ホワイトデー特別編3 今日、付き合ってくれて、ありがと

 じーっと真剣な表情で商品を睨んでいるブレアは、かれこれ3分程、同じところから動いていない。

 もう学校を出てから2時間は経っているし、アーロンとしてはそろそろ決めてほしいところだ。


「それでいんじゃね?」


「うーん、いいと思う?」


 少し飽きて自分用のピアスを見ていたアーロンが、いい加減待ちくたびれて声をかけた。

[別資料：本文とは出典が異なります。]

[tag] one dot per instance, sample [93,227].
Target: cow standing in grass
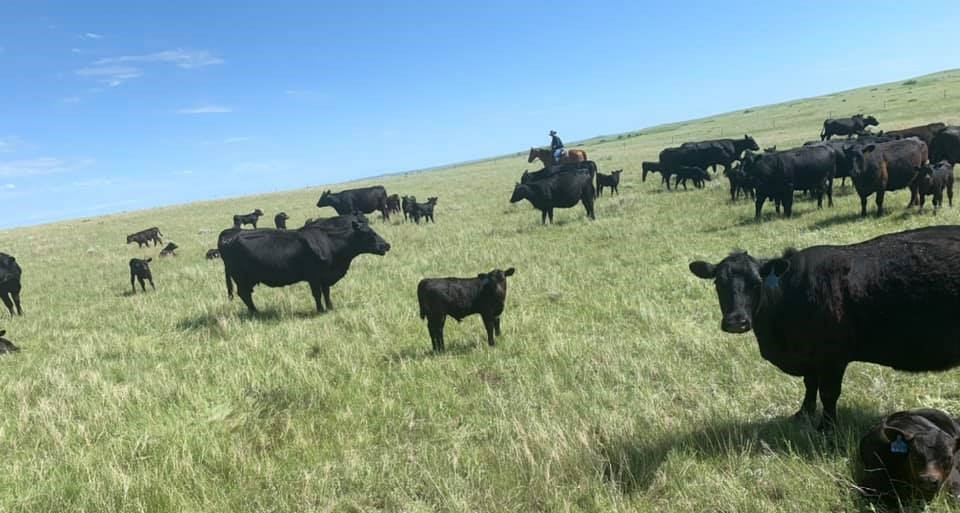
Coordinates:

 ようやく視線を動かしたブレアは、アーロンを見て首を傾げた。


「自分で決めれねーわけ?んなに難しく考えんでも、自分の服選ぶ時とかと同じでいーじゃねえか。」


「こういうの選ぶの、リアムの誕生日くらいだし。僕の服はリアムに全任せだったし、そもそも入学してから制服しか着てないし……。」


 呆れたように聞かれ、ブレアは気まずそうに目を逸らした。

 そういえばブレアと休日に会うことは滅多にないが、偶然出会っても制服を着ている気がする。

 服を選ぶのが面倒なのか、それとも意外とセンスに自信がないのだろうか。


「アイツならどうせ何でも喜ぶんだし、お前が似合うと思ったらそれでいんじゃねーの?」


 ブレアはもう1度商品棚に目を向け、じっと見つめる。

 5秒ほどそうしていて、またアーロンを見た。


「似合うと思う?」


って言ったよな!?」


 困ったような顔をしたブレアに、少し強く言う。

 どれだけ自信がないんだ。さっきの言葉聞いていたのだろうか。

 散々迷ったのだから、それくらい自分で決めてほしい。


「えぇ、さっきまでこれはどうとかいっぱい教えてくれたじゃん。」


 悲しそうな顔で見てくるブレアが何だか可哀想になるが、自分で決めないと意味がないと思う。


「最終決定は自分でするもんだろうが。頑張れよ。」


 不満そうに唇を引き結んだブレアは、ぎゅっと目を閉じて考え込む。

 暫くそうしていると、覚悟を決めたのか再び目を開いた。


「……これにする。」


「いんじゃね?会計してこい。」


 こくりと頷いたブレアは、少し早足気味に会計へ向かう。

 なんだか小さい子のお遣いみたいだな、と思い、アーロンは苦笑した。


 一足先に店を出て待っていると、すぐにブレアが出てきた。


「持ってやろうか?」


「いいよ。自分で持ちたい。」


 抱くように紙袋を抱えるブレアは、無表情のつもりだろうが少し嬉しそうだ。

 何でもすぐに決断してしまうイメージがあったから、ここまで悩んでいるブレアを見るのは少し新鮮だった。


「子供かよ。」


「もうすぐ18。君より上だね。」


「そういう返しが子供っぽいんだよな。」


 ついアーロンが声を出して笑うと、ブレアは「わざとだよ。」と不本意そうに言った。

 そろそろ寮に戻らないと、と言うまでもなく歩き出す。


「マジでめちゃくちゃ集中して選んでたな?オレが撮ったの気づいてねえだろ。」


「は?撮ってたの!?嘘、いつ?」


 けらけらと笑いながら魔道具を操作したアーロンは、撮ったばかりの写真を見せる。

 真剣な表情で品物を選んでいるブレアの横顔の写真。結構間近で取られている。


「えぇ、全然気づかなかったんだけど。」


 ブレアが引いたような顔で見つめると、アーロンは画面を何度も切り替える。


「10枚くらいは撮ったんだがな。」


「嘘でしょ!?」


 本気で驚いているブレアを見て、アーロンはますます大きな声で笑った。

 無視されているのかと思いながら撮っていたが、まさか気が付いてすらいなかったとは。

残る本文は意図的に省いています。